Event

Doctoral Defence: Xueqi DANG

The Doctoral School in Science and Engineering is happy to invite you to Xueqi DANG’s defence entitled

Learning-based Test Input Prioritization for Machine Learning Systems

Supervisor: Prof Yves LE TRAON

Machine learning (ML) has achieved significant success across various fields. Ensuring the reliability of ML systems through testing is essential. However, ML testing faces a major challenge: it is expensive to label each test input to assess the model’s accuracy on the testing set. This is mainly due to three reasons: 1) reliance on manual labeling, 2) the large scale of test datasets, and 3) the need for domain expertise during the labeling process. Test input prioritization has become a promising strategy to mitigate the labeling cost issues, which focuses on prioritizing test inputs that are more likely to be misclassified. Enabling the earlier labelling of such bug-revealing inputs can accelerate the debugging process, therefore enhancing the efficiency of ML testing. In the existing literature, various test prioritization methods have been introduced, which can generally be classified into coverage-based, confidence-based, and mutation-based approaches. While these methods have demonstrated effectiveness in certain scenarios, they exhibit notable limitations when applied to more specialized contexts. This dissertation focuses on three specific scenarios: classical machine learning classification, long text classification, and graph neural network (GNN) classification. Specifically, for each scenario, we introduce a novel test prioritization method, as detailed in Chapters 3 to Chapter 5. Beyond proposing these new methods, we also conduct an empirical study focusing on GNN classification to explore the limitations of existing test selection approaches when applied to GNNs (cf. Chapter 6).

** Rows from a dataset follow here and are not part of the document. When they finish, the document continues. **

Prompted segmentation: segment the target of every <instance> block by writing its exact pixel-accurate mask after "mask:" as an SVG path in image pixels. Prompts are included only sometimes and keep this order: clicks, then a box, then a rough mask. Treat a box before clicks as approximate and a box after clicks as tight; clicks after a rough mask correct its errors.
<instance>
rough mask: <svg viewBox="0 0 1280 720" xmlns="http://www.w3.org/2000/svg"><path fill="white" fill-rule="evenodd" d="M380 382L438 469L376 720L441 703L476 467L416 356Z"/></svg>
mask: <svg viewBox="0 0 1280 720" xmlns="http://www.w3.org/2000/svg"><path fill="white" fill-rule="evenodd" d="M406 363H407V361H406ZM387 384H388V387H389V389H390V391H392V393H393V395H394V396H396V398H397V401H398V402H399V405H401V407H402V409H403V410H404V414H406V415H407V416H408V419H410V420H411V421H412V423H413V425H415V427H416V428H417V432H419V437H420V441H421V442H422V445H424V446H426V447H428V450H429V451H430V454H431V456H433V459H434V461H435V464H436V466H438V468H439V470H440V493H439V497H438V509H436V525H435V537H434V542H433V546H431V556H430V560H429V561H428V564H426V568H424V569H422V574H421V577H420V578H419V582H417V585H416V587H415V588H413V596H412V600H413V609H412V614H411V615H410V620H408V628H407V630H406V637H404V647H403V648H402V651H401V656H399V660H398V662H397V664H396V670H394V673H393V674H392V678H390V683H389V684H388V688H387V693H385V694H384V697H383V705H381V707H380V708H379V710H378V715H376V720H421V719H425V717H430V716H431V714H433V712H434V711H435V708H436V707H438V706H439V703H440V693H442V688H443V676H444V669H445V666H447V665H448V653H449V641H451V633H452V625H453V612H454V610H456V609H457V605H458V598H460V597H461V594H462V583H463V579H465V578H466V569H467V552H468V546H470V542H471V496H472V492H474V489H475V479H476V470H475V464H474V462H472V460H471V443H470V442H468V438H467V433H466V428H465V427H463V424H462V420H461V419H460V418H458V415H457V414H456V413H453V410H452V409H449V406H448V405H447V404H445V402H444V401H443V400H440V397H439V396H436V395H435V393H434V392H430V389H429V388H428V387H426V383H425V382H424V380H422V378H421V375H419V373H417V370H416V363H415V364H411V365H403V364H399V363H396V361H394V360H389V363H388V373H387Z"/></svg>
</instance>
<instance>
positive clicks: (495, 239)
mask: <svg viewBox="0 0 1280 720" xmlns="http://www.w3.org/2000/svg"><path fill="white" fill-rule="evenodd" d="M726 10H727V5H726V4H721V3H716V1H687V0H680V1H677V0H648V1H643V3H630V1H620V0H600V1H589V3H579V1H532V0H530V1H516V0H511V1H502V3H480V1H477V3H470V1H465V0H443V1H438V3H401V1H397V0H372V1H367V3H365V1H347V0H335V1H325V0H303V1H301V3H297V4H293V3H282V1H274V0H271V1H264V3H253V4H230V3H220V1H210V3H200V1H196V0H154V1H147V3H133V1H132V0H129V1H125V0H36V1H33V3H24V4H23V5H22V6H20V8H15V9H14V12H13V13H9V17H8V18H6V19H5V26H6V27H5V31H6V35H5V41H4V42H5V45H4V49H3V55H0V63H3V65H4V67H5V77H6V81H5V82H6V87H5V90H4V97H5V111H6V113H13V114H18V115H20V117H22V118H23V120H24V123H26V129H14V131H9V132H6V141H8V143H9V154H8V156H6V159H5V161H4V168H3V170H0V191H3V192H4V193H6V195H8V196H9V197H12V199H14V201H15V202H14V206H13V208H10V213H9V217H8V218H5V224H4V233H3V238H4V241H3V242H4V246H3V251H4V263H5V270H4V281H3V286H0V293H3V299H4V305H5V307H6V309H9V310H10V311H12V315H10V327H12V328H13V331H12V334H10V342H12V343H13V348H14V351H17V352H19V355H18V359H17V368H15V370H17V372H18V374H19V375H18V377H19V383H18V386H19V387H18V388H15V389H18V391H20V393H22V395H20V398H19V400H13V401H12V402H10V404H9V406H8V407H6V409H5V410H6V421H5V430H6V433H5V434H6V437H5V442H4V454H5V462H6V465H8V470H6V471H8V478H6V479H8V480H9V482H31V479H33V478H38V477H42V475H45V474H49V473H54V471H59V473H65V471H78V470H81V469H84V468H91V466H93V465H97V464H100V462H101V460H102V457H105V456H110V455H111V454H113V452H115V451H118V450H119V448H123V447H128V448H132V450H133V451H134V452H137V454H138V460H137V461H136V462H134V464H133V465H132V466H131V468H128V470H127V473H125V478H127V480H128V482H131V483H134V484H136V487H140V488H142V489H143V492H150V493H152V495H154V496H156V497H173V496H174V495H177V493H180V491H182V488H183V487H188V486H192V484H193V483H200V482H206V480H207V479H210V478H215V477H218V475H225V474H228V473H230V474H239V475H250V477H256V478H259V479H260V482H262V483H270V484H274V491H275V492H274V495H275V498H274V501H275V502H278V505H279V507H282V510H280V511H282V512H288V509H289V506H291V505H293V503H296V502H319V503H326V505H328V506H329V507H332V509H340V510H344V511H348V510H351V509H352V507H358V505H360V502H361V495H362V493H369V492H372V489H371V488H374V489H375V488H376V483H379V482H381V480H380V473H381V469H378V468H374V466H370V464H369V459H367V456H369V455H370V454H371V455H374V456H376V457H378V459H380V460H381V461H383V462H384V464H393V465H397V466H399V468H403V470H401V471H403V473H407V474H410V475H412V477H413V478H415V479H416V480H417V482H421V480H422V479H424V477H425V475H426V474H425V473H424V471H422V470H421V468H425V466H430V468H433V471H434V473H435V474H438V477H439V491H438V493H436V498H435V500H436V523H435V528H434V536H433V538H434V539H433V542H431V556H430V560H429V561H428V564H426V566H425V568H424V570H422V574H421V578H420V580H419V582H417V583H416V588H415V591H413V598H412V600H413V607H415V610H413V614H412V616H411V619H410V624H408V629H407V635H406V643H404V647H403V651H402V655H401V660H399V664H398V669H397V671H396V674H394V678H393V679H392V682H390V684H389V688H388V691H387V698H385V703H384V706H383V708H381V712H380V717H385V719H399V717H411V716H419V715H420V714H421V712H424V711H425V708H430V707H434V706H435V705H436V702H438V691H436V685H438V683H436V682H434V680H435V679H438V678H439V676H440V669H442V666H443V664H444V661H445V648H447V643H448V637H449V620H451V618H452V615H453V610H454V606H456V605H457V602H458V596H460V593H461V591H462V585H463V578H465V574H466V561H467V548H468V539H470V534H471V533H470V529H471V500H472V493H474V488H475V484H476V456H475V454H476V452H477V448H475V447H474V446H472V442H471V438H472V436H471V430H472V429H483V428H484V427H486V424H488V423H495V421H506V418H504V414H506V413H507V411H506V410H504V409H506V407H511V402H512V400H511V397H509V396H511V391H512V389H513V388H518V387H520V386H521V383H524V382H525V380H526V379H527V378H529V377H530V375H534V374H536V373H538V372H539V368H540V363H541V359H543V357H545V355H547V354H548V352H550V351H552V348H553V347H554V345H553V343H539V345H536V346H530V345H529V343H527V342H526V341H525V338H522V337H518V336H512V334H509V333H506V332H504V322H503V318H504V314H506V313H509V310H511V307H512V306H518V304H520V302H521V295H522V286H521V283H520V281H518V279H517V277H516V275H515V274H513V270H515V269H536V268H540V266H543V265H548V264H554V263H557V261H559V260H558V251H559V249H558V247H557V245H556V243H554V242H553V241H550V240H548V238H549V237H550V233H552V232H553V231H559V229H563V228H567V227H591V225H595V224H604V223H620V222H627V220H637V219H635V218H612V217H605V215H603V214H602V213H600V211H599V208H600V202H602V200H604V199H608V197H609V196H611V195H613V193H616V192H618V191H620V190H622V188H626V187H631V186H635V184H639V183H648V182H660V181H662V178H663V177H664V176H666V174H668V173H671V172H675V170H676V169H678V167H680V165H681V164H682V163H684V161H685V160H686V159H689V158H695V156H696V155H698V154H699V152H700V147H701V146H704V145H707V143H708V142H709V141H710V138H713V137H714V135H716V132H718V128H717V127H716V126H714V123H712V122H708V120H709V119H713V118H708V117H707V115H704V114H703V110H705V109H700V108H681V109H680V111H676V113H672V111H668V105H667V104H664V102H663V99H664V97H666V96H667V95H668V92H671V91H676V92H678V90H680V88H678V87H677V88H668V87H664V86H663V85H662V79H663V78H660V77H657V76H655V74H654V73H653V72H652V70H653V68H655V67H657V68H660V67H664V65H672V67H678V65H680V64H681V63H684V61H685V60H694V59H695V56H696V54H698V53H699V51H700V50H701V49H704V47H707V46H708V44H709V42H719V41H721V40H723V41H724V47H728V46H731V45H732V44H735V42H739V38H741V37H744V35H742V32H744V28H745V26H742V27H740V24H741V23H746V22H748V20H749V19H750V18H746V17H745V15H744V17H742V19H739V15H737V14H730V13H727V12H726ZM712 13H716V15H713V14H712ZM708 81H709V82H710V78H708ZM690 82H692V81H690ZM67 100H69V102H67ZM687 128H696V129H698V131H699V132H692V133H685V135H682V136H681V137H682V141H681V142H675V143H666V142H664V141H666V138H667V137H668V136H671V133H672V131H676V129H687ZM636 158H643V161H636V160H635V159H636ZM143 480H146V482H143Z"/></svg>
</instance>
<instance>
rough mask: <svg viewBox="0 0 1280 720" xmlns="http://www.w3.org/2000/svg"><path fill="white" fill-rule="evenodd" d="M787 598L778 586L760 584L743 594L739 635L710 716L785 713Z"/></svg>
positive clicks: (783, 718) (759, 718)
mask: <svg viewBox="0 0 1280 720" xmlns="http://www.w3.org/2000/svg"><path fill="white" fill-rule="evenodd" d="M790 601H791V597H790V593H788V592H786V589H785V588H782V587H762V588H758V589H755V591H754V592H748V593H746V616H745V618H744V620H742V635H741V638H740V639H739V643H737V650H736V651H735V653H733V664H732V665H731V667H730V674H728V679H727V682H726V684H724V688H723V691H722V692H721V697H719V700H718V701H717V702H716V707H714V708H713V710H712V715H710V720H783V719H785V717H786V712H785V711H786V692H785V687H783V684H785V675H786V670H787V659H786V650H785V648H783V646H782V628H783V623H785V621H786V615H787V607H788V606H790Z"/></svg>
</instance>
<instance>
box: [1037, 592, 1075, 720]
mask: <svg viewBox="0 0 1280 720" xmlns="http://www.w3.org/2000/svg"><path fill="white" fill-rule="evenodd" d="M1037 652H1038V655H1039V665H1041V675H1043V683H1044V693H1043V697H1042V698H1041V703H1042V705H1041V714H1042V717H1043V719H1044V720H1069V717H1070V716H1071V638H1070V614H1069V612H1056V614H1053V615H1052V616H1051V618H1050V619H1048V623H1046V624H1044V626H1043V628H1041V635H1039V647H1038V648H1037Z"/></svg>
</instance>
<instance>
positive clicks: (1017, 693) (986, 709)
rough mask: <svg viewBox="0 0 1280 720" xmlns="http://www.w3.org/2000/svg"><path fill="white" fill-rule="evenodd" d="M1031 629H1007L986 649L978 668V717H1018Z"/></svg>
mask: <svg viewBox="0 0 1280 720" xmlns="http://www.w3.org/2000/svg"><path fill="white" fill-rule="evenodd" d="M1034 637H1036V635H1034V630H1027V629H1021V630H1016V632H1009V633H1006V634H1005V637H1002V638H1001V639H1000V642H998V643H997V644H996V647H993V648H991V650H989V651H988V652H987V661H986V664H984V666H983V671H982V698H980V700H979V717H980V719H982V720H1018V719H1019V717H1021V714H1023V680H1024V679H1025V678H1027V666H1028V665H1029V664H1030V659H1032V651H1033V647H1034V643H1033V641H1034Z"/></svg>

– MLPrior: A New Test Prioritization Approach for Classical Machine Learning Models. To tackle the challenges in traditional ML testing, we propose a novel test prioritization method named MLPrior. MLPrior is specifically designed to leverage the unique characteristics of classical ML models (i.e., compared to DNNs, traditional ML models are generally more interpretable, and their datasets often consist of carefully engineered feature attributes) for effective test prioritization. MLPrior is built on two key principles: 1) tests that are more sensitive to mutations are more likely to be misclassified, and 2) tests that are closer to the model’s decision boundary are more likely to be misclassified. Experimental results reveal that MLPrior surpasses other prioritization methods, achieving an average improvement ranging from 14.74% to 67.73%.

– GraphPrior: A New Test Prioritization Approach for Graph Neural Networks. To enhance the efficiency of GNN testing, we propose GraphPrior, a novel test prioritization method specifically designed for GNNs. In particular, we introduce new mutation rules tailored to GNNs to generate mutated models and leverage the mutation results for effective test prioritization. The core principle is that test inputs that “kill” more mutated models are considered more likely to be misclassified. Experimental results demonstrate that GraphPrior outperforms all baseline methods, achieving an average performance improvement of 4.76% to 49.60% on natural datasets.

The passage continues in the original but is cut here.